Of course the depravation back then was McCourtesque, except the weather was better. We had nothing to read, bar what we’d write ourselves on the walls of the one room from which the furniture had been sold, in order to further our education by clearing the space. That presumes you HAD a wall, of course, which, owing to the topological limitations of three-dimensional space in which we are compelled to spend our few years on Earth, most of us had’nt.
Using a stout 2H pencil strapped with sellotape to the handle of the sweeping twig, I could do joined writing on the ceiling, while balanced upon a wicker chair. The younger ones fought over rights to the floor skirting, graduating up the wall with the passing years.
Well we watched that thing in awe, mornin’, noon and night. We watched it from every point of the compass. Needless to say, Granny had pride of place, and her chair was positioned dead centre in front of the thing. After we’d watch it for a few hours, she’d pull on her pipe, withdraw it, and say “ Turn it on”.
But this was no ordinary ash plant now, no, no. It was a lump of a blackthorn, with a roundy silver thing on the top. If Batt balanced the other end of it on his Wellington boot, now, you’d need to look out, because the silver globe at the top with be in yer gob in no time, so it would.
You could be out herdin’ heifers with that thing now, and before you could say “ Get up there, Maggie” you’d have her shot, all for want of a little care with the wee button near the top.
Nothing would do him only to have us at the cattle trough with cans, callipers, ballasting lead melted down from the tops of whiskey bottles, and a balancing scales. In all the happy splashing in those November days, we learned to prove that lead was’nt gold using only the specific gravity, the balance scales, a pipette and graduated cylinder, and auld Archimedes.
After Archimedes, he took a shine to Newton, and we had to look no further than the same cattle trough to immerse ourselves in the delightful riddles of the differential calculus.
But it is the way of the world to move on from the carefree days of healthy home schooling, and following an interview with Prof. Hochleitner, just past my eighteenth birthday, I found myself persuaded towards the study of the stars at Vienna University.
He took to disappearing into his laboratory, for several days at a time, from which noises of hammering emerged, and from where the tell-tale blue-arc light of welding shone intermittently under the door. His visage in his brief periods of rest was ashen, and his demeanour was silent and sullen.
There was nothing for it, but to seek counsel from my elderly uncle. He got in help to milk the Friesians and braved the January blizzards, arriving in Vienna with a determined cut to his jaw. He lit a match to light his pipe; I explained the dilemma, and he puffed blue clouds of sage tobacco as he considered it.

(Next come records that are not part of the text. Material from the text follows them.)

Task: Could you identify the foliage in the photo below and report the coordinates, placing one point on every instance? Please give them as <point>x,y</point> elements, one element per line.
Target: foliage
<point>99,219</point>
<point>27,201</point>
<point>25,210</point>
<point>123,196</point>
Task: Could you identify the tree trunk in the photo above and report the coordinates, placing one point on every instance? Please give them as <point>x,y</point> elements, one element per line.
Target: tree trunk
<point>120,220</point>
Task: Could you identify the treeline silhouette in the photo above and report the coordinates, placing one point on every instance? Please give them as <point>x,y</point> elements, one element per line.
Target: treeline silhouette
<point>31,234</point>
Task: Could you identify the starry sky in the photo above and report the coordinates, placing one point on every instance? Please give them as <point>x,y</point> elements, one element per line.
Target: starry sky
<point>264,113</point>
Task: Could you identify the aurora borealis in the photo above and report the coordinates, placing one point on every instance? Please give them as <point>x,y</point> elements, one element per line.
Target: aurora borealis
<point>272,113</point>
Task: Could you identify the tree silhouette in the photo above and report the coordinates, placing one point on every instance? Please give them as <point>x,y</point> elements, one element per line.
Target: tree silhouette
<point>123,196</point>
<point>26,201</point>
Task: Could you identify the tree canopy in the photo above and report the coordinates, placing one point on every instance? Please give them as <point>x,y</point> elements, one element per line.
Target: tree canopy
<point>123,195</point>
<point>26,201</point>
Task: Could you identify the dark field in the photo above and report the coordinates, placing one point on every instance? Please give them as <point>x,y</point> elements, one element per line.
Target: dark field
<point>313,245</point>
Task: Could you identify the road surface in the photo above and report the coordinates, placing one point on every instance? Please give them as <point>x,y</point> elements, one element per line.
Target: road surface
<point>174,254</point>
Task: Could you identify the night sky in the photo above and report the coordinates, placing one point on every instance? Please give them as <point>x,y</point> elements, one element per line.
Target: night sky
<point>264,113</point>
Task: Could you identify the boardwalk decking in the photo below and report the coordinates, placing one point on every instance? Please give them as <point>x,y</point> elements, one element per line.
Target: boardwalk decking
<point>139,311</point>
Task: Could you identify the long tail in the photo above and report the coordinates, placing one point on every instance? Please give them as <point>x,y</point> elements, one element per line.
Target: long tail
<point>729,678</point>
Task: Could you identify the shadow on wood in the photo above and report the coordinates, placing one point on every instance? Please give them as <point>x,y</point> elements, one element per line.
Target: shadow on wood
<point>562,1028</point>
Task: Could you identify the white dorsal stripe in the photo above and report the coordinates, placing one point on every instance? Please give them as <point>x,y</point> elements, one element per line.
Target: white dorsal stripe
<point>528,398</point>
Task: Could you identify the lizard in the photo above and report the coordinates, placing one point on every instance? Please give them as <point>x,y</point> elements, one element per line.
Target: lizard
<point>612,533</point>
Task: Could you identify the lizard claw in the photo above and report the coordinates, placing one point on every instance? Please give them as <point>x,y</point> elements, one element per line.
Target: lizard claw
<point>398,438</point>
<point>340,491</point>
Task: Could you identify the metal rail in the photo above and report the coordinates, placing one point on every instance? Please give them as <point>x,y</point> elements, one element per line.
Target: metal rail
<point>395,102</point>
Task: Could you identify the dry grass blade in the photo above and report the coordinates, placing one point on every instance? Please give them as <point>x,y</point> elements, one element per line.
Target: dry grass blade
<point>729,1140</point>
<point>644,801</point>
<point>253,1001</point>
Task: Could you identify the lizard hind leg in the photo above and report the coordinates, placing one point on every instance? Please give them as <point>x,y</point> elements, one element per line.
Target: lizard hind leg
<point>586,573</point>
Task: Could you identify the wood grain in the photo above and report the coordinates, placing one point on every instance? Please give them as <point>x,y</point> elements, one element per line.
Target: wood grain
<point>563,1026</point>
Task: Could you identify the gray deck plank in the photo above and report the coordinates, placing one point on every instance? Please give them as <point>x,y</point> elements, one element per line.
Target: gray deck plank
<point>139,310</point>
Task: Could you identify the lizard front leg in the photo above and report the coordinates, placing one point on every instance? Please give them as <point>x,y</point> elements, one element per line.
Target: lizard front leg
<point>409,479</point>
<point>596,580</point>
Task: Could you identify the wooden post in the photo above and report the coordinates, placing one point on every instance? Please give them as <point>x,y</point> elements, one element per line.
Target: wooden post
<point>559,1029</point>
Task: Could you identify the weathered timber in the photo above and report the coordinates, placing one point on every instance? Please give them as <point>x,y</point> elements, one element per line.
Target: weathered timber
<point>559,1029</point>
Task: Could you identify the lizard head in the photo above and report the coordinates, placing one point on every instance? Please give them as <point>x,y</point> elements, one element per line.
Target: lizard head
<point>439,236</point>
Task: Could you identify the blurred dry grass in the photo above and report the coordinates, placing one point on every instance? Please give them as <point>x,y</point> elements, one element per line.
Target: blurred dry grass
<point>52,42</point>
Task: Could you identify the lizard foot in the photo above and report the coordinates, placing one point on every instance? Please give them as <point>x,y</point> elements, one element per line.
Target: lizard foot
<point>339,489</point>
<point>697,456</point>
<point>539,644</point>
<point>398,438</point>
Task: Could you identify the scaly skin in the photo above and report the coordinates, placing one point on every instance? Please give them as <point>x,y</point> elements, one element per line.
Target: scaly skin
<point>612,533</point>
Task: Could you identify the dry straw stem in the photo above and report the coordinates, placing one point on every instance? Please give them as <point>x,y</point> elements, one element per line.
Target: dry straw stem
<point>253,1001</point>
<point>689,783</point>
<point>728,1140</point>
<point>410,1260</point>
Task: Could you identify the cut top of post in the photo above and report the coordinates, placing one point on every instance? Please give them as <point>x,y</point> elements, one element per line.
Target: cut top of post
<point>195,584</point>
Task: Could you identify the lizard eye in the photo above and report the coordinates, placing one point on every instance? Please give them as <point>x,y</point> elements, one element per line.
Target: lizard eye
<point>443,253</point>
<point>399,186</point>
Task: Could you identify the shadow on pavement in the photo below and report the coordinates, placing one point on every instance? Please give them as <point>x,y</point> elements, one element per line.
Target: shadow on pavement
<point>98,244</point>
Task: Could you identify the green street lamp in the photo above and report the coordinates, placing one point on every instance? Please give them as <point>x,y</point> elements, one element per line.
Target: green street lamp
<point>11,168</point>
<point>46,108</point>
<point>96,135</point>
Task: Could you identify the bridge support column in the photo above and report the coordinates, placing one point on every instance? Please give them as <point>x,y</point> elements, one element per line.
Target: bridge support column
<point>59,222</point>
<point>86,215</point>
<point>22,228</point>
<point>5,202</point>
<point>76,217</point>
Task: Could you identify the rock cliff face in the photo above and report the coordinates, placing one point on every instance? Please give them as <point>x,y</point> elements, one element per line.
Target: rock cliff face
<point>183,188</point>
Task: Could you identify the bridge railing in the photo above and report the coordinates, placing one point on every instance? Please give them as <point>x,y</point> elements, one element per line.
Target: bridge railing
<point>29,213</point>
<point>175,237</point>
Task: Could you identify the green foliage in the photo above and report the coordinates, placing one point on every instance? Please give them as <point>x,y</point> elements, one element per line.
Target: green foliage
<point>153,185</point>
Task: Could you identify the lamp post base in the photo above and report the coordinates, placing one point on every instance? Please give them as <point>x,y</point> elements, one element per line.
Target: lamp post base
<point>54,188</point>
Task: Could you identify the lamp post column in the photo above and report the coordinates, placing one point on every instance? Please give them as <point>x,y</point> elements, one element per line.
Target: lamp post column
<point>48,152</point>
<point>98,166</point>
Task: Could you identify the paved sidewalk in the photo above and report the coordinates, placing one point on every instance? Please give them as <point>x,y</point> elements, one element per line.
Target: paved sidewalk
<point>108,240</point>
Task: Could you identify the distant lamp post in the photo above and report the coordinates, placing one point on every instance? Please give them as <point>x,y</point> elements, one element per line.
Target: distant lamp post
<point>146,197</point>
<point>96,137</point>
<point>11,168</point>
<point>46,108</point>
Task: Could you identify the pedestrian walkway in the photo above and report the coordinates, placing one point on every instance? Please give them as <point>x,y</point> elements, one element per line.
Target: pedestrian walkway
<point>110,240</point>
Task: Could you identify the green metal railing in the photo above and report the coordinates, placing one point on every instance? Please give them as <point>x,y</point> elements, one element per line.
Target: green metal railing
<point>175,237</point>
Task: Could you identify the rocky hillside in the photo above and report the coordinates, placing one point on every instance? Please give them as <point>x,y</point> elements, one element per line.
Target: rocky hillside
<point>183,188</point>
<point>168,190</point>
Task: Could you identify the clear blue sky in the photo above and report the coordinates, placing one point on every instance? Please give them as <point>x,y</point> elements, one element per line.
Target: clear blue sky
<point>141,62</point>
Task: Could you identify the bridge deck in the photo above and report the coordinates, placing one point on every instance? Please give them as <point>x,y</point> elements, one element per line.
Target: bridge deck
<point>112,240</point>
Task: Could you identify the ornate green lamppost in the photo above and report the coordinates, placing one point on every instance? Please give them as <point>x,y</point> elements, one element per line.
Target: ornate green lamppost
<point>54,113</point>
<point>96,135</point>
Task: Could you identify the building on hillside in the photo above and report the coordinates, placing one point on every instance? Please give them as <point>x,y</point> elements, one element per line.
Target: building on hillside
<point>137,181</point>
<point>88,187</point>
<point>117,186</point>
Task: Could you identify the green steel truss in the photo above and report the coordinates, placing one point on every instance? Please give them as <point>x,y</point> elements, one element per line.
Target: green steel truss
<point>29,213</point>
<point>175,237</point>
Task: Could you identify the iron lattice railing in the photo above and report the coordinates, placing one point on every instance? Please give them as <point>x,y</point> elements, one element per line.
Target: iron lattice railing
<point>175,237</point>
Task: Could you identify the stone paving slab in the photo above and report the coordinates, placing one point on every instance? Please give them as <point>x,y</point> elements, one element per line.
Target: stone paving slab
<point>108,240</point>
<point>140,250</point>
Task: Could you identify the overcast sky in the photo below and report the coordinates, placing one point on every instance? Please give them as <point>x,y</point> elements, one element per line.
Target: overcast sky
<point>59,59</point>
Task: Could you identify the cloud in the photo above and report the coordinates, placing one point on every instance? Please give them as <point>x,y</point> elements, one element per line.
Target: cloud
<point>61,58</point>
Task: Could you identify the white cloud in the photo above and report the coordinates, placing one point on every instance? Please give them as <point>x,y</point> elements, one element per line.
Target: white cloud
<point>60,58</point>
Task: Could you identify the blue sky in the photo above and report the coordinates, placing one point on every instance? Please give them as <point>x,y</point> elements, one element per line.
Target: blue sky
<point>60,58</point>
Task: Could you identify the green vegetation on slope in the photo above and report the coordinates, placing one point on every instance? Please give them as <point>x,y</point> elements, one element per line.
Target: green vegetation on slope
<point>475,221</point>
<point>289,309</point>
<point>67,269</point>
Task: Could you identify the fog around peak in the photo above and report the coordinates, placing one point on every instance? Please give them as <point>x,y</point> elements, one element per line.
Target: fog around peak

I excused myself to allow the savants free discourse, and sat with Frau Bessel in the anteroom. Soon I heard loud shouting, and , fearing the worst, I remained nervously seated. The subject of their discussions was indistinct through the heavy oak door, but the uncle flung Feynman and Gell-Mann along with the best of what was thrown at him. After some minutes of apparent calm, I timidly knocked and entered, to find the Single Malt decanter and the Havanas were out. Th’uncle agreed to co-author the Paper on Quantum Tunnelling in Type 2 Supernovae, but only with lessor priority.
My studies in stellar science progressed to the hunt for exoplanets, and the University of Vienna reserved time on the Hubble telescope for me. Small wonder to you reader at this point, that the uncle demanded access, on the grounds that he knew Hubble himself.
The uncle only barely managed to persuade Hubble to publish, as he himself could see the depredations of the Great Depression would demand his presence on the dairy farm at Lyreacrumpaun. The Expansion of the Universe was unlikely to lead to market instability as he had feared, and he consequently lay down his cosmological yearning, in a selfless gesture toward animal husbandry and the agricultural research later published in the Journal de Recherches de Lycée Agricole de Lyreacrumpaun.Little did we know of the glorious discoveries that lay before him, which would mark him as, inter alia, a poultry savant.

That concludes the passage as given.